É o mesmo teor da crítica da carta divulgada pela Rede Brasileira de Justiça Ambiental, que pede uma posição “ambiental e socialmente responsável” dos órgãos de planejamento. “Apoiamos a demanda dos povos da Volta Grande do Xingu para que, no lugar da construção dessa grande represa, seja priorizada a consolidação do projeto de agricultura familiar nessa região, iniciado nos anos 1970, através do ordenamento fundiário e ambiental, da infra-estrutura para os assentamentos, da recomposição do passivo ambiental, da melhoria da qualidade de vida dos moradores das áreas rurais e urbanas, assim como a implementação das Reservas Extrativistas”, aponta o documento.

O ministro Carlos Minc tem dito que as mais de 40 condicionantes impostas pelo Ibama na concessão da licença ambiental são suficientes para garantir a mitigação dos impactos ambientais.

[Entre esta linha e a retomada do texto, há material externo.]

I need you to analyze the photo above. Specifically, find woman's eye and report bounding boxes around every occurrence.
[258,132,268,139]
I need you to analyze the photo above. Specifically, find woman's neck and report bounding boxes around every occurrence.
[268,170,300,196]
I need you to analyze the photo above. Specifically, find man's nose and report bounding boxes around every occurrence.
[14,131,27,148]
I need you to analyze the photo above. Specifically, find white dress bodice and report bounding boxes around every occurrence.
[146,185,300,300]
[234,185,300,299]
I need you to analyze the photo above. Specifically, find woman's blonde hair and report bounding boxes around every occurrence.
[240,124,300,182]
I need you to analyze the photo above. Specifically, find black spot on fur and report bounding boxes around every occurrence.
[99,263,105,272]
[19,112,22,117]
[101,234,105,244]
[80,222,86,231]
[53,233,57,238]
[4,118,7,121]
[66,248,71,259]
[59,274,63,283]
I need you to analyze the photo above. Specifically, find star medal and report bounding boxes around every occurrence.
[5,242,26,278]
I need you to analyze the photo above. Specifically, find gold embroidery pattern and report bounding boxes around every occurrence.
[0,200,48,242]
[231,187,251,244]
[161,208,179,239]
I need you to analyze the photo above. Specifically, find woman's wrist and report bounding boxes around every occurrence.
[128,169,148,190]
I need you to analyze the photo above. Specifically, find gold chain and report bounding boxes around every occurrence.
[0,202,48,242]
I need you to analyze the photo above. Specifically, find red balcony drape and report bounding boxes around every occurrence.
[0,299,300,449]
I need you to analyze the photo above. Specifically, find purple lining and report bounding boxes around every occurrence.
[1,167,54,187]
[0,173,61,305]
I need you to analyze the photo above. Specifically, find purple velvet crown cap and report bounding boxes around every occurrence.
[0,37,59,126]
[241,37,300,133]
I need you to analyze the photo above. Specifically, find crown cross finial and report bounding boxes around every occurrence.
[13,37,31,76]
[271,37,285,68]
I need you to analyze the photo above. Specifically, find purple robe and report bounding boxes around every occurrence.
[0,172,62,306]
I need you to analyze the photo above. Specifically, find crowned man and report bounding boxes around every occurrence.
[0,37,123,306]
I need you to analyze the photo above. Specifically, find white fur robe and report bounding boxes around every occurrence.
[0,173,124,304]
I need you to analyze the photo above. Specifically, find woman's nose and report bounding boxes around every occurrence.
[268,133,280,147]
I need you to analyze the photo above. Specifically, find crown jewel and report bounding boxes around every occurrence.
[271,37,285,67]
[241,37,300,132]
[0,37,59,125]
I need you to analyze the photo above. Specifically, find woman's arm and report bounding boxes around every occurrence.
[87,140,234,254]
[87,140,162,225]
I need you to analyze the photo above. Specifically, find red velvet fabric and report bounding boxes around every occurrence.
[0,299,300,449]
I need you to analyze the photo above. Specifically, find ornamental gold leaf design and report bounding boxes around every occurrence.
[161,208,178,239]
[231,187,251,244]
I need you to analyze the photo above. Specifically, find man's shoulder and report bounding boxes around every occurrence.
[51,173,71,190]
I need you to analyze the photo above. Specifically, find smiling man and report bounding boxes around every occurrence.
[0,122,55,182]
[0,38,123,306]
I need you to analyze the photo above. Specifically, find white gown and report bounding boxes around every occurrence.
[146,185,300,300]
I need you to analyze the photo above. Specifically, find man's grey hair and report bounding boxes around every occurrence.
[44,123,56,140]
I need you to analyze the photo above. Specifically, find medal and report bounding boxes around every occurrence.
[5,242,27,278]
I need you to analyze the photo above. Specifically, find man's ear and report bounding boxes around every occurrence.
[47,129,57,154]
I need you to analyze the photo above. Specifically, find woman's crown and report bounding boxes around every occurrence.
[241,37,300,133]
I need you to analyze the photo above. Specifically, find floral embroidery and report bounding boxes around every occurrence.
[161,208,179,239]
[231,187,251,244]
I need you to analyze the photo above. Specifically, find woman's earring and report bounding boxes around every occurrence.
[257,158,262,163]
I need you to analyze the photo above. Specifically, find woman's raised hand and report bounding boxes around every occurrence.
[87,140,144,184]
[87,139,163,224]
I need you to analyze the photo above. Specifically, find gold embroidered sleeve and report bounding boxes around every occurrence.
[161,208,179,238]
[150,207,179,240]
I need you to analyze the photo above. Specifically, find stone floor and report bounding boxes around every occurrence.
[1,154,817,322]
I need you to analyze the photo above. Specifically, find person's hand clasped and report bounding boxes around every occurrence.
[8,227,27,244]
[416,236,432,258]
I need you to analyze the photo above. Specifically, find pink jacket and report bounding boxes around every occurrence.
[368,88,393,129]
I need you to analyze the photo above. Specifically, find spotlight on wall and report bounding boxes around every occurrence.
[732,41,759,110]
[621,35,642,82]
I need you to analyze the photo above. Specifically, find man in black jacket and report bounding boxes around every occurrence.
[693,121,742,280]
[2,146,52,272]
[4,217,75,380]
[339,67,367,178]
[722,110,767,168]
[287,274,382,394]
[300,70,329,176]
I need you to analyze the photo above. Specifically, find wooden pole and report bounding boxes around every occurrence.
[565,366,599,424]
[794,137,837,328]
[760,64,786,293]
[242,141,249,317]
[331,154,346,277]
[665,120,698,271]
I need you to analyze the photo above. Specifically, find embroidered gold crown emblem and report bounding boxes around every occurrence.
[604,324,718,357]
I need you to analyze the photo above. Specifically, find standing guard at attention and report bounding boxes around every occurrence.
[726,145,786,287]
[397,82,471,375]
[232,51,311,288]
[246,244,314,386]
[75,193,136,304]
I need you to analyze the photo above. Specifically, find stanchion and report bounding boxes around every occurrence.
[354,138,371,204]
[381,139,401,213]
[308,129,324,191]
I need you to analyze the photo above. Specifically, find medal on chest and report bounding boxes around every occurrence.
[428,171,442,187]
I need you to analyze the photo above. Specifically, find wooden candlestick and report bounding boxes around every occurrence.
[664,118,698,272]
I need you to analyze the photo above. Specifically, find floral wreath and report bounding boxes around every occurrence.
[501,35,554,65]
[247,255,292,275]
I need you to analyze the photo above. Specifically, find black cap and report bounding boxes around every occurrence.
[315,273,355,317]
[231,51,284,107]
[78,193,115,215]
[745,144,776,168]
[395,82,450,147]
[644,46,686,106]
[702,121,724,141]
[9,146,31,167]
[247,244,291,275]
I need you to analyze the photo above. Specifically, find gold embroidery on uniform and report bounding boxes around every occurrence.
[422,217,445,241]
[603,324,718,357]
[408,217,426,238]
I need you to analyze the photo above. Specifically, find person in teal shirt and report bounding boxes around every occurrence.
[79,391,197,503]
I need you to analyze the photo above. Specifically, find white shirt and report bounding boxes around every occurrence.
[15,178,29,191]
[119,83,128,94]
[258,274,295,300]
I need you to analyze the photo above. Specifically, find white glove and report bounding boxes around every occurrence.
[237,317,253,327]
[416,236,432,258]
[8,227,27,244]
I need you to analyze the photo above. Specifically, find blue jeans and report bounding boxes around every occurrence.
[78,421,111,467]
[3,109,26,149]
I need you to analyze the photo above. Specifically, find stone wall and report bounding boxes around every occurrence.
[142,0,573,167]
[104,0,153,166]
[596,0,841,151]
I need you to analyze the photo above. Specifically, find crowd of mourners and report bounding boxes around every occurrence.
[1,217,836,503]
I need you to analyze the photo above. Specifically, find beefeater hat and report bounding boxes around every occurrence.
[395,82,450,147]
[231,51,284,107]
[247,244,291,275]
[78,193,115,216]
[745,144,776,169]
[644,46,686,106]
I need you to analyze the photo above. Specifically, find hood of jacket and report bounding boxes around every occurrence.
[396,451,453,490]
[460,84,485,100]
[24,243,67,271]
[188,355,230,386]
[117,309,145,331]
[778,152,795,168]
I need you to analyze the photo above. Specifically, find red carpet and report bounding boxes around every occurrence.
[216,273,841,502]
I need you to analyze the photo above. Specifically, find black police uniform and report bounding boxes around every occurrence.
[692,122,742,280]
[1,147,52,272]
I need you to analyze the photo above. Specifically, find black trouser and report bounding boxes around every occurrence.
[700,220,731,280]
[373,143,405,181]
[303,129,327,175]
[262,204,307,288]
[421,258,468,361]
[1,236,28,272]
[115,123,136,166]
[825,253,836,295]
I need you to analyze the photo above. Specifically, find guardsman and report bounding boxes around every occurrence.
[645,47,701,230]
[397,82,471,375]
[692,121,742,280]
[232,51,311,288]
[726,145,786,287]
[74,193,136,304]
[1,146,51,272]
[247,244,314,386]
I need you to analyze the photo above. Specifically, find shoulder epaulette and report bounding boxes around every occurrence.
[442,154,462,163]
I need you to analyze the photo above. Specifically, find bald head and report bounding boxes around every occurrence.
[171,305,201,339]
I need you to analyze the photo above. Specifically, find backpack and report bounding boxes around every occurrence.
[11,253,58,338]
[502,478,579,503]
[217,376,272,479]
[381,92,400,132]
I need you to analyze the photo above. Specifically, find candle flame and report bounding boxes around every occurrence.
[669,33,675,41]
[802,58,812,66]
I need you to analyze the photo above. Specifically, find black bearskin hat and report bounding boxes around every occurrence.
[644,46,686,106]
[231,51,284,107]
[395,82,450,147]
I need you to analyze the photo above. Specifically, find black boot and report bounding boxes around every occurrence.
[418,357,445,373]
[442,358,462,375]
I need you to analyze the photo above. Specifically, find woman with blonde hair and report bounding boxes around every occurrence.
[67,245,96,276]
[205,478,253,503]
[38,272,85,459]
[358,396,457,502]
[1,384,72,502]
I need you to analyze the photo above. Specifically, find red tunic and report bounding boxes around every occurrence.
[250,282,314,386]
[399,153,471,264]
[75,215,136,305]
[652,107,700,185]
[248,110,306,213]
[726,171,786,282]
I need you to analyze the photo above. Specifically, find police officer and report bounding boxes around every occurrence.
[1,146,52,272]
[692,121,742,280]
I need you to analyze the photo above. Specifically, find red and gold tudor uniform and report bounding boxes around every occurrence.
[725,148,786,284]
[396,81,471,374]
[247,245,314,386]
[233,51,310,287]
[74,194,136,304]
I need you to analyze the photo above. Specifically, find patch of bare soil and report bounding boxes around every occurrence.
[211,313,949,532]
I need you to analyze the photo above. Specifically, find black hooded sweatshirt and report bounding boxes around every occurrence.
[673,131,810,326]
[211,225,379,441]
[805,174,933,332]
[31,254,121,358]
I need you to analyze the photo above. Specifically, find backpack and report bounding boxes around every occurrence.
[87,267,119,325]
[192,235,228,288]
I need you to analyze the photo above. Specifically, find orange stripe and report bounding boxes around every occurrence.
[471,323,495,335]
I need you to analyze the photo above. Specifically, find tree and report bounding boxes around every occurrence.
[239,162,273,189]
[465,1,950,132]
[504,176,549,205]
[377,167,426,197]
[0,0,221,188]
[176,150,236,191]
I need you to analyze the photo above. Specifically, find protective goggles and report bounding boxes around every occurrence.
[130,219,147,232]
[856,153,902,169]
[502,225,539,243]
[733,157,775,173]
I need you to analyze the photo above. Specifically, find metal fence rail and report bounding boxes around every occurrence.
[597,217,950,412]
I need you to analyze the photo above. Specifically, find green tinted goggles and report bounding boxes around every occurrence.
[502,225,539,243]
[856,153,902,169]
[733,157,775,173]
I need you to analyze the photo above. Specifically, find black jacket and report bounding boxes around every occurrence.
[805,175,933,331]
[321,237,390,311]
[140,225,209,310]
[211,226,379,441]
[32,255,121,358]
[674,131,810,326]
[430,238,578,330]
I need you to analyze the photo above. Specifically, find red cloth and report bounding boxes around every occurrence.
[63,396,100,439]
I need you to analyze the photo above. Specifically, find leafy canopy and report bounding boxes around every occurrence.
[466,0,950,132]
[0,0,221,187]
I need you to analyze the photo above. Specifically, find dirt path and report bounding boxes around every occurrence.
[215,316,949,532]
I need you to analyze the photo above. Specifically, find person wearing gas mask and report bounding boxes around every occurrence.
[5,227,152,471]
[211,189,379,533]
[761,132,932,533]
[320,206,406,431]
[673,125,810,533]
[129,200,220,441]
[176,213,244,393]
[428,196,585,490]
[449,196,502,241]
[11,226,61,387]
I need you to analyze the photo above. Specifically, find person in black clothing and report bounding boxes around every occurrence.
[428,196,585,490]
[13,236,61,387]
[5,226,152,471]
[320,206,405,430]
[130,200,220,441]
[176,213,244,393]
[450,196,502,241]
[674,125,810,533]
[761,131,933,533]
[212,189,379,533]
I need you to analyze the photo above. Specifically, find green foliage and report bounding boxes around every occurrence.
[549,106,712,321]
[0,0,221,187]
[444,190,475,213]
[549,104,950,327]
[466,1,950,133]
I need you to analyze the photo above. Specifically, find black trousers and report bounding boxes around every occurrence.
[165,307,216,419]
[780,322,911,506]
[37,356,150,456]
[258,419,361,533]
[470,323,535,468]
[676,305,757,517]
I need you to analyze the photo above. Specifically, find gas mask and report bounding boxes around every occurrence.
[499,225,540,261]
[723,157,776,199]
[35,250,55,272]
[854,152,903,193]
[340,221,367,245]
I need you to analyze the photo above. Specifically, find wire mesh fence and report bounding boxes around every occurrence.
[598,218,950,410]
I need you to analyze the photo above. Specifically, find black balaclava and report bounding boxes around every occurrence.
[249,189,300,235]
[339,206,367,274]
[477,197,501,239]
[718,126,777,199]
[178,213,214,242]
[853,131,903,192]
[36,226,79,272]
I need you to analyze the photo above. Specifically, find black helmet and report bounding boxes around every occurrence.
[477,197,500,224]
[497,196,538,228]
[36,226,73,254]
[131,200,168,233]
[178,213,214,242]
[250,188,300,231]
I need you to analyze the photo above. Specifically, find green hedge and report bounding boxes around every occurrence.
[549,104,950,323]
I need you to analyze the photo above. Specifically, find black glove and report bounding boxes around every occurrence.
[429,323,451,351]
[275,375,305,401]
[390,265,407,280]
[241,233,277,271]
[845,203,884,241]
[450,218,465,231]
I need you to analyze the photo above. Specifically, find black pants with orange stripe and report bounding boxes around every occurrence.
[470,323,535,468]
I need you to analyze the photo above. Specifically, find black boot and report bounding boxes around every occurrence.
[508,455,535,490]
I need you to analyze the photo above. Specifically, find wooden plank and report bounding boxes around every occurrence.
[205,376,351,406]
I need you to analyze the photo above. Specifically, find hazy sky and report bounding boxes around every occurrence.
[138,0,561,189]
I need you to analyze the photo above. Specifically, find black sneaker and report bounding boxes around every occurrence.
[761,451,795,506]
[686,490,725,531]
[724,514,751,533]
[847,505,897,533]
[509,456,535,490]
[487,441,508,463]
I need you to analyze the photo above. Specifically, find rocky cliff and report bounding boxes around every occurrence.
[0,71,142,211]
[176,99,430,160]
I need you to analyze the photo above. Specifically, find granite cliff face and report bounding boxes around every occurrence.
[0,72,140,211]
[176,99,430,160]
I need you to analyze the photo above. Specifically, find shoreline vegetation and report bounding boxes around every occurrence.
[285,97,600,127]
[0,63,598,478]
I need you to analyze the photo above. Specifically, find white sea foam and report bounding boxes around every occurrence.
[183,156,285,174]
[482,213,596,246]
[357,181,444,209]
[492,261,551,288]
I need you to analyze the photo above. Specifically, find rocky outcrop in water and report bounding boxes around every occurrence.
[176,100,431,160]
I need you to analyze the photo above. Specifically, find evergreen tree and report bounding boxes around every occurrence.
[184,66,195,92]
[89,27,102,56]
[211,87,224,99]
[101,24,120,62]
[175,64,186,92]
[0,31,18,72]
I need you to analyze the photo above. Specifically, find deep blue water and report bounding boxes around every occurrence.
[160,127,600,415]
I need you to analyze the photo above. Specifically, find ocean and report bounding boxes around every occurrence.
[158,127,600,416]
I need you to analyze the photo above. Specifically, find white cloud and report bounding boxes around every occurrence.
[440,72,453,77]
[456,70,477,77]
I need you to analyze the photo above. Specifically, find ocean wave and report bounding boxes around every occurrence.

As medidas, como construção de centros de saúde, saneamento e melhoria das condições de vida da população local, devem ser cumpridas pelo consórcio que vencer a licitação e estão orçadas em R$ 1,5 bilhão (o investimento total está estimado entre R$ 20 bilhões e 30 bilhões).

Rodolfo Salm acredita que as condições estão longe de serem suficientes e reclama que a concessão da licença ambiental já estava decidida, ignorando-se a possibilidade de que o Ibama vetasse o projeto, nascido na época da ditadura militar e retomado no início desta década. O professor da UFPA entende que haverá impactos como o alagamento de parte da cidade de Altamira, o aumento na mortalidade de peixes e mais tensões nos territórios indígenas. “O impacto mais importante vai ser a explosão na taxa de desmatamento na Amazônia Oriental. Isso levaria à destruição de quase toda a bacia do Rio Xingu, tudo o que resta no Pará, e geraria uma contribuição absurda do Brasil para o efeito-estufa”, afirma.

Na sexta-feira (12), movimentos socioambientais devem se reunir em São Paulo para definir as próximas ações a serem tomadas. Algumas organizações que já trabalhavam com a hipótese de ingressar no Sistema Interamericano de Direitos Humanos contra o Estado brasileiro pela obra devem reforçar a intenção durante o encontro.